My own poem took its title from Carson McCuller's novel and the poem is a remembering of early teenage years. For some it's a weekend of celebrating Junior Cert results so the poem is apt in its timing. I wrote it this summer and you can enjoy it below. Thanks to all at the Bailieborough Festival and to judge Anthony J. Quinn current Writer-in-Residence for County Cavan. I hadn't realised that the opening stanza had 5 lines and the rest 4 until now but I'm not going to change this.


The Member of the Wedding

When I think of dog days, I remember Frankie Addams,
F. Jasmine Addams lost and struggling in the novel,
adolescent, truculent, a tomboy. I see her roaming
the streets of the South on an August day, her hair slicked back
and clothes clinging to her in sweat. She longs to go to Alaska.

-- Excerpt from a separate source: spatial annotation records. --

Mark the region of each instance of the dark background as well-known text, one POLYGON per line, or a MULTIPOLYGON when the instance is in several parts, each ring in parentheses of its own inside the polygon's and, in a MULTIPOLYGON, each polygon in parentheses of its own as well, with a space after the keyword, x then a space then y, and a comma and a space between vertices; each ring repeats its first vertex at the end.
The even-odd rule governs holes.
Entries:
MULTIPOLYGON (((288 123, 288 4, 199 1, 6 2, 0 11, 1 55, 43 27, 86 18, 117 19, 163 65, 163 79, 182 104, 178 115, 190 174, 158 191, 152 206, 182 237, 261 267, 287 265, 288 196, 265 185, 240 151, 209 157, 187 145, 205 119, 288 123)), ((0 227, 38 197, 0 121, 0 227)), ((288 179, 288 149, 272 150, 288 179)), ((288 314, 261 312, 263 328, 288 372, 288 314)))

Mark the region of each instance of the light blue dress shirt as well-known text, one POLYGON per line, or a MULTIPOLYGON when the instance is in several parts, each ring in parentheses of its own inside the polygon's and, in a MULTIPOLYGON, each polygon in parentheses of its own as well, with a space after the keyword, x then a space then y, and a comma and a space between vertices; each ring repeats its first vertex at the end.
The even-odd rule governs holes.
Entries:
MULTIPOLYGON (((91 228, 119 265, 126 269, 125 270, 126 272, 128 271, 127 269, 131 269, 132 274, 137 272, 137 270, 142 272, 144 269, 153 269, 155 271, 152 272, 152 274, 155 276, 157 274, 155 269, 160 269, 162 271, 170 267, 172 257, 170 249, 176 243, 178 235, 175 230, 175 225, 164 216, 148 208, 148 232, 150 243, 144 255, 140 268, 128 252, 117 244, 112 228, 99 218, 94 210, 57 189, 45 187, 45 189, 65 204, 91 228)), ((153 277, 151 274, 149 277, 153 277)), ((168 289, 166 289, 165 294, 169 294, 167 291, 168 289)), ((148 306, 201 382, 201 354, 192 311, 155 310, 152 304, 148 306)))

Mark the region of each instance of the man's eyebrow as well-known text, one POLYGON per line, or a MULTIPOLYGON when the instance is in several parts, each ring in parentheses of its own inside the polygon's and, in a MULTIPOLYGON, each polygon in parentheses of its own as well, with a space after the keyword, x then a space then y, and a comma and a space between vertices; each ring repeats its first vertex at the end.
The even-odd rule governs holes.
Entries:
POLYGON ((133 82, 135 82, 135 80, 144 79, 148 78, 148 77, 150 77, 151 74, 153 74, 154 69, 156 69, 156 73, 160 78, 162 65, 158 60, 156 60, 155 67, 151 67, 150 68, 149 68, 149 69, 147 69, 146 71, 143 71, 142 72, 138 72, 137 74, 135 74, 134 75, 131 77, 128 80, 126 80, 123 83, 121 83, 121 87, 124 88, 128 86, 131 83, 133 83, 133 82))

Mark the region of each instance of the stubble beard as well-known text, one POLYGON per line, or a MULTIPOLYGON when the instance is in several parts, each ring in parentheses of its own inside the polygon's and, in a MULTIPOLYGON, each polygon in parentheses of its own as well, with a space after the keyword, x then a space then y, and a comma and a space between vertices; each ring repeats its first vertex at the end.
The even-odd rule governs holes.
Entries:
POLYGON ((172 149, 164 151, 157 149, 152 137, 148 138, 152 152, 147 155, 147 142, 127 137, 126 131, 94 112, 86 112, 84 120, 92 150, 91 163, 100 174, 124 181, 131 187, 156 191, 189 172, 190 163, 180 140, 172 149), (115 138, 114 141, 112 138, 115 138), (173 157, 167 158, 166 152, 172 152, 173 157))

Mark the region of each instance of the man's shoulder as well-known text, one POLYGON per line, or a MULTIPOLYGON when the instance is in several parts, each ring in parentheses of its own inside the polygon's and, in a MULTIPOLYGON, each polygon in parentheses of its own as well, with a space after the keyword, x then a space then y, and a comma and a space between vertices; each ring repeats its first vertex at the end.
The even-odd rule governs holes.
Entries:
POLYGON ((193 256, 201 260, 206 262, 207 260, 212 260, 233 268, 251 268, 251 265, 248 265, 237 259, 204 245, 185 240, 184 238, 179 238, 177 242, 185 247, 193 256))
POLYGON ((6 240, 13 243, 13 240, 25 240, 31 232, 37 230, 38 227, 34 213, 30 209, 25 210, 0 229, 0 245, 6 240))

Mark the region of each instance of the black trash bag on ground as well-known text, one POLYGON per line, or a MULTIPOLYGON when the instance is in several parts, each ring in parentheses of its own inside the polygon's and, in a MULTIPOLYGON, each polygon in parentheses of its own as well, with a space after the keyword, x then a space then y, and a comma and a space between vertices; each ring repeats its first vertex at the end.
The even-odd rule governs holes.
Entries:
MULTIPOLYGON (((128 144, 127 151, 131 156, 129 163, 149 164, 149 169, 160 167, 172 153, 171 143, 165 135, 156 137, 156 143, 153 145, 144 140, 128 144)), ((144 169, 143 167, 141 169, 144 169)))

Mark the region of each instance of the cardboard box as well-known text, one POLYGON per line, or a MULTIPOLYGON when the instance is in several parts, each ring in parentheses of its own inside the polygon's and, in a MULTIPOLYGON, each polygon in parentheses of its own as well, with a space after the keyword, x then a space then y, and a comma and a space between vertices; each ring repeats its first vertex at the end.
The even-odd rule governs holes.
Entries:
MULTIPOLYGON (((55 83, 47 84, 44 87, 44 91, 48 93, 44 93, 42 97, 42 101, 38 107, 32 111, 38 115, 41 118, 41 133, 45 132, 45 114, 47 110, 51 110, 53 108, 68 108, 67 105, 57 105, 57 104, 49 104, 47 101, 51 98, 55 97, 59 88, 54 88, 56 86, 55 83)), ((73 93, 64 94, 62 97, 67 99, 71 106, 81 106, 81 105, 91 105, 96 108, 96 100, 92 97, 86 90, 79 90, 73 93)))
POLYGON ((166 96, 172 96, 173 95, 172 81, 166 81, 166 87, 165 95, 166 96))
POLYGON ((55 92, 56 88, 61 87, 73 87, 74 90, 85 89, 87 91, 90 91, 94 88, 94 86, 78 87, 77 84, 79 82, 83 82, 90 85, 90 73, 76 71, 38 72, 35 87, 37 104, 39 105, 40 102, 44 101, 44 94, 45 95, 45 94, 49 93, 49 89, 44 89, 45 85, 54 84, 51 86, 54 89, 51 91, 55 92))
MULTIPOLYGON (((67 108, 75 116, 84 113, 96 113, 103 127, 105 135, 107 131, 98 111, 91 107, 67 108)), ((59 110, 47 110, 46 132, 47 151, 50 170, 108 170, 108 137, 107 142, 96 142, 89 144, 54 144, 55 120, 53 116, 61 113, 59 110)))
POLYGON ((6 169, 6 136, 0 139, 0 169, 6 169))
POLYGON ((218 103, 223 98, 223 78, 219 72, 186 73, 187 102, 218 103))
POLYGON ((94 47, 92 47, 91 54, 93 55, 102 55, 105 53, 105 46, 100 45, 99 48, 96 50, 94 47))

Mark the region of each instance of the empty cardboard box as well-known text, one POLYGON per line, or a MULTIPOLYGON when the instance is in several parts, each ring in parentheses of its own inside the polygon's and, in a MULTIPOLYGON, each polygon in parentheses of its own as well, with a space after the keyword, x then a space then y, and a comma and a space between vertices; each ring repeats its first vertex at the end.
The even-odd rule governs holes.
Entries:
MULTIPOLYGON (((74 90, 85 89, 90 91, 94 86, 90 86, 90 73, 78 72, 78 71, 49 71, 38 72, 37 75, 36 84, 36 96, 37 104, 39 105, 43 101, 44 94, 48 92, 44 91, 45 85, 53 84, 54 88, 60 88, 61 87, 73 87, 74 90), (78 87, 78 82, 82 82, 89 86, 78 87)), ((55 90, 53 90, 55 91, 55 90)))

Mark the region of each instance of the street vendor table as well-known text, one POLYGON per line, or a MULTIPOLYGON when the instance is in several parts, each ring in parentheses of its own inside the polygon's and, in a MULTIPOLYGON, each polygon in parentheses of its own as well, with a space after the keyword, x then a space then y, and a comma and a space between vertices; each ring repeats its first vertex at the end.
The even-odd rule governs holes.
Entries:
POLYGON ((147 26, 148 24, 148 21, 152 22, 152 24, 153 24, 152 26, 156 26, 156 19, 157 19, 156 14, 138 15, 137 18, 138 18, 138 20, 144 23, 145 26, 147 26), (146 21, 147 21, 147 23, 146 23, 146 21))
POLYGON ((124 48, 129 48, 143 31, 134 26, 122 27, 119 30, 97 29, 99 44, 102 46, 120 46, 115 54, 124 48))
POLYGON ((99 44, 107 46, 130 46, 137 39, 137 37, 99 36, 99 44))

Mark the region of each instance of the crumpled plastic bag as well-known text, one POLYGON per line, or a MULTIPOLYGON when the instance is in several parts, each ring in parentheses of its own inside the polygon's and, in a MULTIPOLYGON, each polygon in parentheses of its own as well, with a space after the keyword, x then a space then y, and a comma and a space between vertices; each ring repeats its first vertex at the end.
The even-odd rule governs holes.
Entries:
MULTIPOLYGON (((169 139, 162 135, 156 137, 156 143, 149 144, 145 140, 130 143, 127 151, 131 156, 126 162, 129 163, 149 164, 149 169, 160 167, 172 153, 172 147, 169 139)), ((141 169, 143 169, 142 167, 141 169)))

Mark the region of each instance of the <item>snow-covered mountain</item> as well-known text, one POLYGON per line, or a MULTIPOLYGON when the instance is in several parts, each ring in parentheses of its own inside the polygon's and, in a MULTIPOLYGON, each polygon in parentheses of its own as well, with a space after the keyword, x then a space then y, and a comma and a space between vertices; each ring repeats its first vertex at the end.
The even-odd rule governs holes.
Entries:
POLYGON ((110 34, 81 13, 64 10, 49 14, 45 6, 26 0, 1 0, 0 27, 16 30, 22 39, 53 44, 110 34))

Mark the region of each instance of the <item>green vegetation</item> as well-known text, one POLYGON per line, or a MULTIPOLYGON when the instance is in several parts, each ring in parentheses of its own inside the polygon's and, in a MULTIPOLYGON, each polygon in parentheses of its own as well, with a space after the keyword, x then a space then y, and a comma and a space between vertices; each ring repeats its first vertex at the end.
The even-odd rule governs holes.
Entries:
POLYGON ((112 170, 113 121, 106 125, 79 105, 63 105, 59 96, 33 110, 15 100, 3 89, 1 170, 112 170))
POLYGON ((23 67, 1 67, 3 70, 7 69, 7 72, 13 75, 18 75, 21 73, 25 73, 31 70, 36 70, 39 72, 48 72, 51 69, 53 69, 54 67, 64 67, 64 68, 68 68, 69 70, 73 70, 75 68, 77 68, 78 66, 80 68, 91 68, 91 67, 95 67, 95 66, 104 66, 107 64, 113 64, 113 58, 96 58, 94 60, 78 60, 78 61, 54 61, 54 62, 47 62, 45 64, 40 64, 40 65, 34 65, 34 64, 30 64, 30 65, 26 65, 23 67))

We studied Carson McCuller’s novel along with The Hobbit
and To Kill a Mockingbird for our Junior Cert.
I related to Frankie’s awkwardness, the way she longed to fit in.
I think our teacher was showing us that it was ok to be different,

that feeling was something we could do.
She told us to underline Atticus Finch’s words
to Scout about walking around in someone else’s skin,
to consider things from another’s point of view.

I had nothing to do on the summer holidays, so I read,
bought The Lord of the Rings trilogy in one huge volume,
the bible, my brother and I christened it. The cover was green,
a majestic Gandalf portrayed holding his staff in the woods.

We named the kittens that appeared from the haybarn Frodo and Sam.
At night we lit a campfire and trailed across the fields with a torch
and makeshift wooden weapons. We stayed out for as long as we could,
until startled by distant barking or a frightening rustle,

or until the stars were too bright, too close, too silver.
I was allowed to take the bus to O’Connell St.,
arranged to meet friends under the clock at Easons.
I wore combat trousers, smoked a Marlboro, felt dizzy afterwards.